Re: Logging-Loop when a drive in a raid1 fails.

Michael Renner <michael.renner@xxxxxxxxxxx> · Tue, 14 Dec 2004 11:19:21 +0100

Paul Clements wrote:
Michael Renner wrote:

one of the drives in a software raid1 failed, on a machine running 
2.6.9-rc2, leading to this "logging-spree" (see attachment).

Sorry if this has been fixed in the meanwhile; it's not that easy to 

It has.

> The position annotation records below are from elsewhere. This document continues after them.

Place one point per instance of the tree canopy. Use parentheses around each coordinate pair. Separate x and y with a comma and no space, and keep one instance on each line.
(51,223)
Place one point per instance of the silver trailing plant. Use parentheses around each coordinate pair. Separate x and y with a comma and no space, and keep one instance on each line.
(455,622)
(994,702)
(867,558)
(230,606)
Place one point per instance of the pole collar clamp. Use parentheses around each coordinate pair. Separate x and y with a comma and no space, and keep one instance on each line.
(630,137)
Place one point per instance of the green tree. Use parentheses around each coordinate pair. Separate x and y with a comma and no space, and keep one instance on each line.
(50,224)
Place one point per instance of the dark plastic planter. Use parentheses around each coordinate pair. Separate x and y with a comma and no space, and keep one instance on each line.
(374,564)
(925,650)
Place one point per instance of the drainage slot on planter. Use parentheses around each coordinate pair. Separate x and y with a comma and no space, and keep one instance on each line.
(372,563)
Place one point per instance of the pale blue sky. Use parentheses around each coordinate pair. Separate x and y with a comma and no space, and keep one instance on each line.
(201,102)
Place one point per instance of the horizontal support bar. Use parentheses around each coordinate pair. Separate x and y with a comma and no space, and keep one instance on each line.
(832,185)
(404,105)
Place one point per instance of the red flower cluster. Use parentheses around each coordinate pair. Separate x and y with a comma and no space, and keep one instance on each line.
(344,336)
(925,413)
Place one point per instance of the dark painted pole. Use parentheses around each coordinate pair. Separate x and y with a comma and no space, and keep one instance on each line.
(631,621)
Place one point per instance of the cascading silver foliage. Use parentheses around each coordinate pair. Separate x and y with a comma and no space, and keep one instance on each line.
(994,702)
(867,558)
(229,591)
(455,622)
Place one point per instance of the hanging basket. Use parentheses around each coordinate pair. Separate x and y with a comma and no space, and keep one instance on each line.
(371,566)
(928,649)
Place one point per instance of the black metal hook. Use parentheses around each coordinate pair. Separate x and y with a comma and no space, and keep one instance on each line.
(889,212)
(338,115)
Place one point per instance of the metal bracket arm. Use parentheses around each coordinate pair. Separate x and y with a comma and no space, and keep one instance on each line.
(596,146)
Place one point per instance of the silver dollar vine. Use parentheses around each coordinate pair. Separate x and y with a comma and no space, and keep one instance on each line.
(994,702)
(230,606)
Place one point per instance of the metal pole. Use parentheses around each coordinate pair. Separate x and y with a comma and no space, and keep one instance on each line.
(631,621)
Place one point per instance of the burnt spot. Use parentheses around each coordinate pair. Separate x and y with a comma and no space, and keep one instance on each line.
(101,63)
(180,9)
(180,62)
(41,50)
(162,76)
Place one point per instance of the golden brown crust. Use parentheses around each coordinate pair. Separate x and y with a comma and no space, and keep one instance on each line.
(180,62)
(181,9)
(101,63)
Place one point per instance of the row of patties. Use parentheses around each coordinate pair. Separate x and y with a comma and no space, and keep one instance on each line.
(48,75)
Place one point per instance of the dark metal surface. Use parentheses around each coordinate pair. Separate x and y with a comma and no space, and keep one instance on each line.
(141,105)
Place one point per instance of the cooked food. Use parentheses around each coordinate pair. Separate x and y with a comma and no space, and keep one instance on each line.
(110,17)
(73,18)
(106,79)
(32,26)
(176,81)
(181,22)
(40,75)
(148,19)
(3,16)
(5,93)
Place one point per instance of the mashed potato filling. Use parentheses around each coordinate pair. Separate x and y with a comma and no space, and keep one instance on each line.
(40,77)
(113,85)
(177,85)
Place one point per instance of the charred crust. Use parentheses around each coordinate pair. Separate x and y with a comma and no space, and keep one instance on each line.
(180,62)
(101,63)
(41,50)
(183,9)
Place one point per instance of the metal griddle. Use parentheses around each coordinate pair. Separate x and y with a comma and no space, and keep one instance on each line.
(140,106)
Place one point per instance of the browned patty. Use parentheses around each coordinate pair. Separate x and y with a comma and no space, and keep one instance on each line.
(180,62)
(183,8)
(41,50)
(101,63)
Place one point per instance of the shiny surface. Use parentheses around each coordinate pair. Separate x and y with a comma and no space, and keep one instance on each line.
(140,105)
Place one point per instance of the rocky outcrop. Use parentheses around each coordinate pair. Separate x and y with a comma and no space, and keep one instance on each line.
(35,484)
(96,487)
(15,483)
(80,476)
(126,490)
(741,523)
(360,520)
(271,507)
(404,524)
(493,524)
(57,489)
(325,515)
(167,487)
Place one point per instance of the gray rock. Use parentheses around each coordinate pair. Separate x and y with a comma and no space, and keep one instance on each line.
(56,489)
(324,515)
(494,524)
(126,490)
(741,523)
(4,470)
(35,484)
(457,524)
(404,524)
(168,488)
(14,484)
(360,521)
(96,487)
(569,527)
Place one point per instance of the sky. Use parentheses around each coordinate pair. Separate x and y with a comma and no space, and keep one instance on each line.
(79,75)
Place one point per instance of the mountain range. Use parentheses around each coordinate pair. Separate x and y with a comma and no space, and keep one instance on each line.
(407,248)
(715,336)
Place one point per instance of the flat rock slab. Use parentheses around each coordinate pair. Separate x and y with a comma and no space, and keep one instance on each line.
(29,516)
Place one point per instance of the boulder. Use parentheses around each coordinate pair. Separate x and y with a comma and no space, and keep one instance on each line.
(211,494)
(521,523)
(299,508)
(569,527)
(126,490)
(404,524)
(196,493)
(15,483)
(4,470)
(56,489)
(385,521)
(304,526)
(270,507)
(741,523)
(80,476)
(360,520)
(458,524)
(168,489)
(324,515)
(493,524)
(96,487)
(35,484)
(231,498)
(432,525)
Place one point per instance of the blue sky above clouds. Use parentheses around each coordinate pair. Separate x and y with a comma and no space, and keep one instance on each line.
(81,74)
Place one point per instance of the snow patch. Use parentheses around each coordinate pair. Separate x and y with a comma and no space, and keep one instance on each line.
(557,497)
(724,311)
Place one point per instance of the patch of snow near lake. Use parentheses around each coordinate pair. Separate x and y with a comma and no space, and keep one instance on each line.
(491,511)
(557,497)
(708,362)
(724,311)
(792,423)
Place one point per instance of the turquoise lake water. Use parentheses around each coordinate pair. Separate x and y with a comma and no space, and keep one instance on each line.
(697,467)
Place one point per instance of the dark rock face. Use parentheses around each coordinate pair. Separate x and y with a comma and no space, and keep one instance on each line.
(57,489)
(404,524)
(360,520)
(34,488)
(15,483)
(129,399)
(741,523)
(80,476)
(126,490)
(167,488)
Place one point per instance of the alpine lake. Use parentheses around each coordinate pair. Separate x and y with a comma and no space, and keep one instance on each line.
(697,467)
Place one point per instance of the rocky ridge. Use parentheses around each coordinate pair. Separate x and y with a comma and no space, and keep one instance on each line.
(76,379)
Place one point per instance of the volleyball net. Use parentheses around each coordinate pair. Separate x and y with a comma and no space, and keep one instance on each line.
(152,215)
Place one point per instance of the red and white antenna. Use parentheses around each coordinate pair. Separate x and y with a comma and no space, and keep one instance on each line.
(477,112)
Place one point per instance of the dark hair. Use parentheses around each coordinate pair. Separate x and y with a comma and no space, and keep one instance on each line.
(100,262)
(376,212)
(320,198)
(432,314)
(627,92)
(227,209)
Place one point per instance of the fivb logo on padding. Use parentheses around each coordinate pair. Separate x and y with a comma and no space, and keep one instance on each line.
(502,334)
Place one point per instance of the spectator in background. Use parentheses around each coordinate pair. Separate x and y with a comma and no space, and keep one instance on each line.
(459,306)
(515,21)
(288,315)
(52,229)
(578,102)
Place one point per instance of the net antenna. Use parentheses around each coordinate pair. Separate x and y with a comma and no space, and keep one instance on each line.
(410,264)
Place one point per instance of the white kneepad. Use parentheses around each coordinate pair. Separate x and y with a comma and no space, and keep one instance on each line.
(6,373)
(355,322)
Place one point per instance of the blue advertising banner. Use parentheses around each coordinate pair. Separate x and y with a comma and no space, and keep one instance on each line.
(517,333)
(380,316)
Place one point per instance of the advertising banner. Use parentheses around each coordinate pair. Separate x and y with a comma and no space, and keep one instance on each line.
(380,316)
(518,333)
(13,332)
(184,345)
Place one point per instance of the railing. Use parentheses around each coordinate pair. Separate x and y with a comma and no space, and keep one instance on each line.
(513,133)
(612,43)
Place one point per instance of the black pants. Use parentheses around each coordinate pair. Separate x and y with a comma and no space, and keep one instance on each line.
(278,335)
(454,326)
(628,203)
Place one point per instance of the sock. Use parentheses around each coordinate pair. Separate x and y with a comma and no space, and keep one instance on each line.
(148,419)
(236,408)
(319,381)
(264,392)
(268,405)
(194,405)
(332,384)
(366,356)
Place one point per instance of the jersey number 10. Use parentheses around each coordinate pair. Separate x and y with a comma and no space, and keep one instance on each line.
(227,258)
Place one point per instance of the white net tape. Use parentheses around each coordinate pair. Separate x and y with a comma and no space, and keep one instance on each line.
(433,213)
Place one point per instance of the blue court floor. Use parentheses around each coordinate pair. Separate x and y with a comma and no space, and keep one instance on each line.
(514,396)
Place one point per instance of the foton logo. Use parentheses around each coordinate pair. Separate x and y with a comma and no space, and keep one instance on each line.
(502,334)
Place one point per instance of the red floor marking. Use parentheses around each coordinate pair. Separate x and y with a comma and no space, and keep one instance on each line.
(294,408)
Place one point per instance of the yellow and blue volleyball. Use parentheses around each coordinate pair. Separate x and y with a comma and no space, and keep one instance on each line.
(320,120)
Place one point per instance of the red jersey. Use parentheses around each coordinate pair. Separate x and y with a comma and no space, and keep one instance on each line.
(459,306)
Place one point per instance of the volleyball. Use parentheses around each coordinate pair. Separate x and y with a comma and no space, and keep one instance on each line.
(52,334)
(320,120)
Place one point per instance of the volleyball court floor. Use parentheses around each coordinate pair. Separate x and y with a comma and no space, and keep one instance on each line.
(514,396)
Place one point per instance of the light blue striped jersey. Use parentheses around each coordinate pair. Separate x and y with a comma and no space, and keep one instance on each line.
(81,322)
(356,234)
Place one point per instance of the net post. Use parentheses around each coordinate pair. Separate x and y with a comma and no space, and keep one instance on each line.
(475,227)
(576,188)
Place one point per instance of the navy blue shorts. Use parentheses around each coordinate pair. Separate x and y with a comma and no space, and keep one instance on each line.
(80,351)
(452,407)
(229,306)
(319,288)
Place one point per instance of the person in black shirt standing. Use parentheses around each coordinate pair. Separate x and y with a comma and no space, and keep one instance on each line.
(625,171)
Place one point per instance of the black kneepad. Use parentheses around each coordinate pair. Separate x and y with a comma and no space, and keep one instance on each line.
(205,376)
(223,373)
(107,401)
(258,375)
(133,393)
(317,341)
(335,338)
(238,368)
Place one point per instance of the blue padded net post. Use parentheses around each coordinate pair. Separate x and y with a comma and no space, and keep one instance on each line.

I sent the patch to Neil Brown a while back to fix this problem. 
I believe it made 2.6.9.

Ok, good to hear.

test codepaths for failing drives with various kernels without having 
access to special block devices which support on-demand-failing.

mdadm -f /dev/md0 <drive>

roughly approximates a drive failure

IIRC this doesn't touch any codepaths which are involved in handling 
unreadable blocks on a block device, rescheduling block reads to another 
drive, etc, so this isn't a real alternative to funky block devices ;).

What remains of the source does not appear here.